Time to put scallops under a catch share/ITQ program to end industry – NMFS battles (Editorial) 
SEAFOOD.COM NEWS
By John Sackton 
Jan 8, 2009 

[Editorial Comment] It’s time for the scallop industry in New England to move towards an ITQ or catch share program. If such a program were in place, much of the dispute between the industry and the New England Fishery Management Council would simply not occur.

Currently, the movement in 2011 is toward ‘accountability measures’ – such as closing the fishery if a hard cap is reached. But the accountability measures under consideration seem unlikely to change the relationship between the scallop industry and NMFS.

The reason is simple: without an effective ITQ or catch share program, the amount of scallops harvested annually misses management targets – either being more or less than predicted prior to the season. This is natural when a fishery still uses effort based management – where only the number of days fishing is controlled, and the cpue and the productivity of the fishing grounds varies. If ‘accountability’ then requires a hard cap, the industry will be hit with closures, and a race to fish will ensue.

The industry has long objected to catch shares or an ITQ system because, first, they are happy with the rotational system of closed areas and trip limits, which function similarly to catch shares to some degree, and secondly, a fully developed catch share system would raise the specter of consolidation.

In fact, the scallop industry is highly concentrated with two large owners each responsible for a significant portion of the catch.
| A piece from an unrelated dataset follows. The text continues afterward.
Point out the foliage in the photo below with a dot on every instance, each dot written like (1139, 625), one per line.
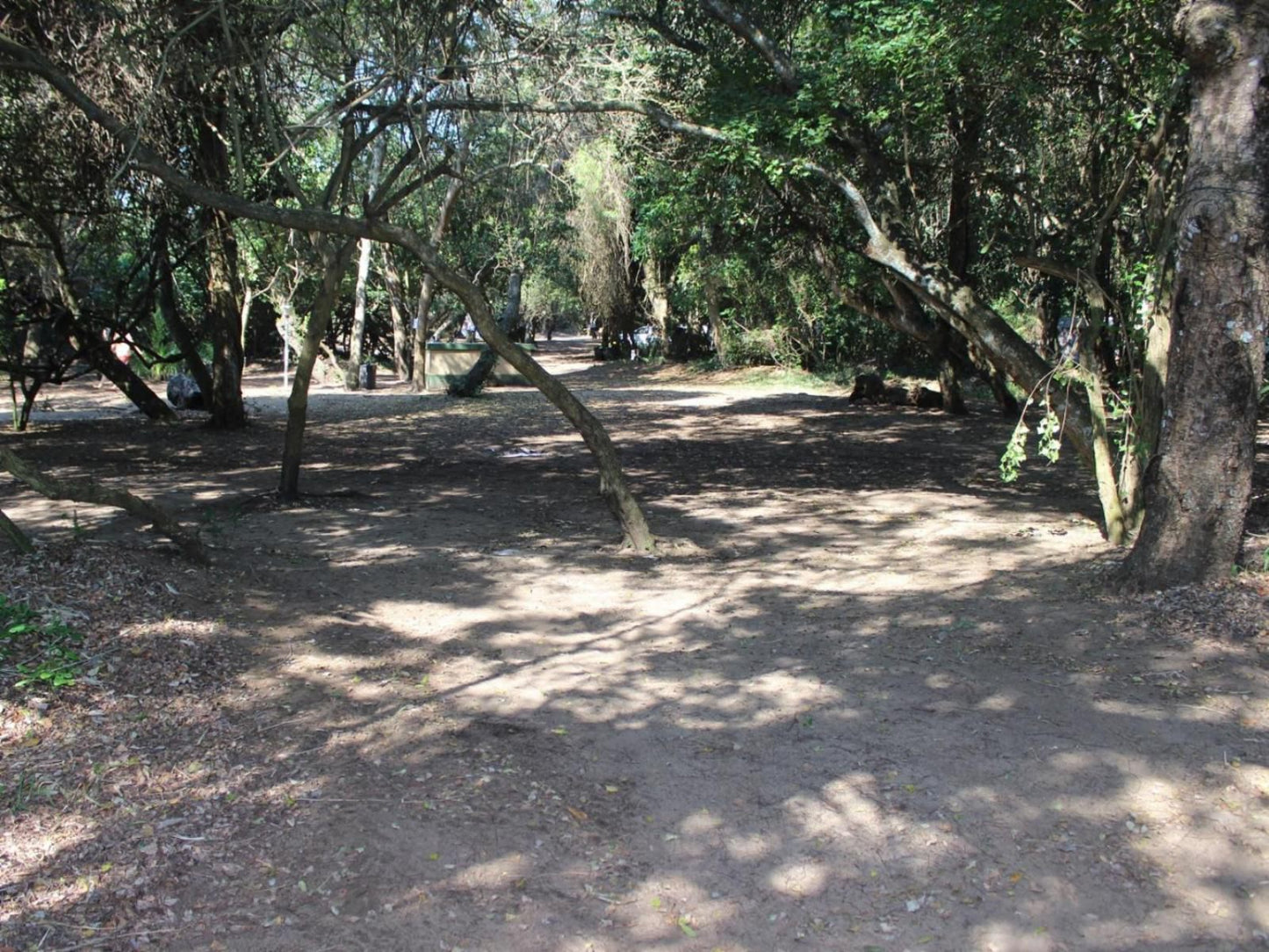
(37, 652)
Scallop vessel owners can operate up to a limit of 17 vessels. Companies with large numbers of vessels and stacked permits can rotate crews to keep the vessels operating far beyond the nominal limits of days at sea per vessel.
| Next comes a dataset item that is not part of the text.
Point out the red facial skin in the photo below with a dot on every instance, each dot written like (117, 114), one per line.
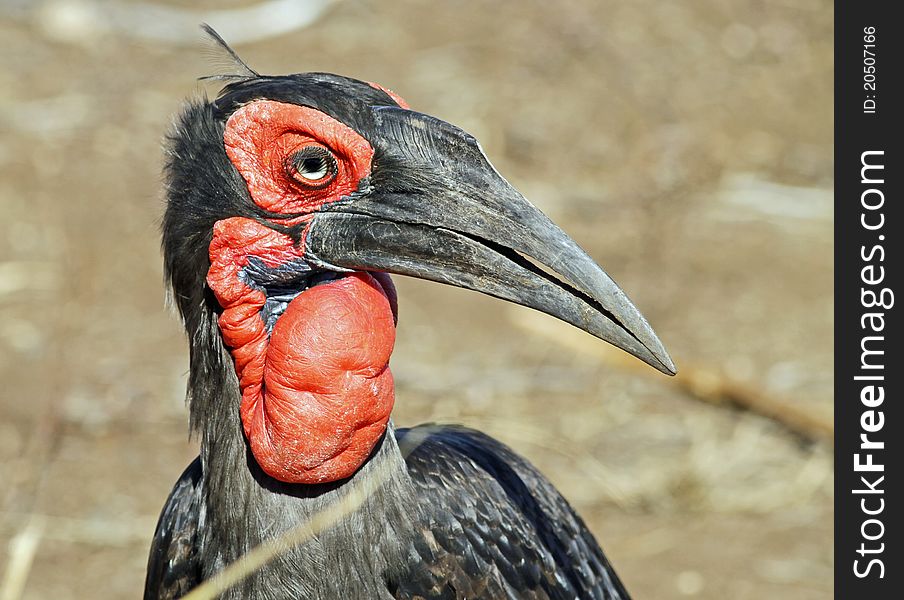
(317, 392)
Moving to catch shares would probably cap the current level of ownership for the largest scallop fleets, or even reduce it – and that is one reason it is opposed in the industry.

But it is hypocritical for the industry to flail away at NMFS without addressing the fact that more scallops were caught last year than planned. After the fact, some are arguing that the scallop landing limits were set too low. This may be true. But the best cooperative experiences in stock assessment and research take place in fisheries with catch shares – where regulators know exactly what is going to be caught, and the industry works with, and even funds, science to document stock levels, mortality, and knows what are the highest scientifically based harvest levels.

A good example is the crab fishery in Alaska, where this week vessels are participating in a undersize discard mortality study that will be used by NMFS and could conceivably result in higher harvest levels due to changes in assumptions about the survival of undersized crab. The fleet is in a position to adopt new handling techniques if they can be shown to contribute to an increased overall catch.

Such an effort cannot take place in the New England scallop fishery until the war between NMFS and the industry is settled.

Stock assessment science is always going to have uncertainty. Currently that uncertainty is a battleground between the industry and NMFS. With a catch share program, that battle becomes a fight for the best science, as now both parties have reason to work towards the best possible facts with the least uncertainty.

The trade off is simple: the less uncertainty faced by the scientists in monitoring the fishery, the closer harvest levels can come to their maximum value, since less precautionary buffers and assumptions are needed.

This has clearly been the experience in other fisheries, and it would likely work in New England as well if issues of consolidation and ownership caps could be worked out.

Instead of the current battle being fought from New Bedford to Washington, the industry and NMFS could get back to achieving the highest harvest levels possible from a healthy resource.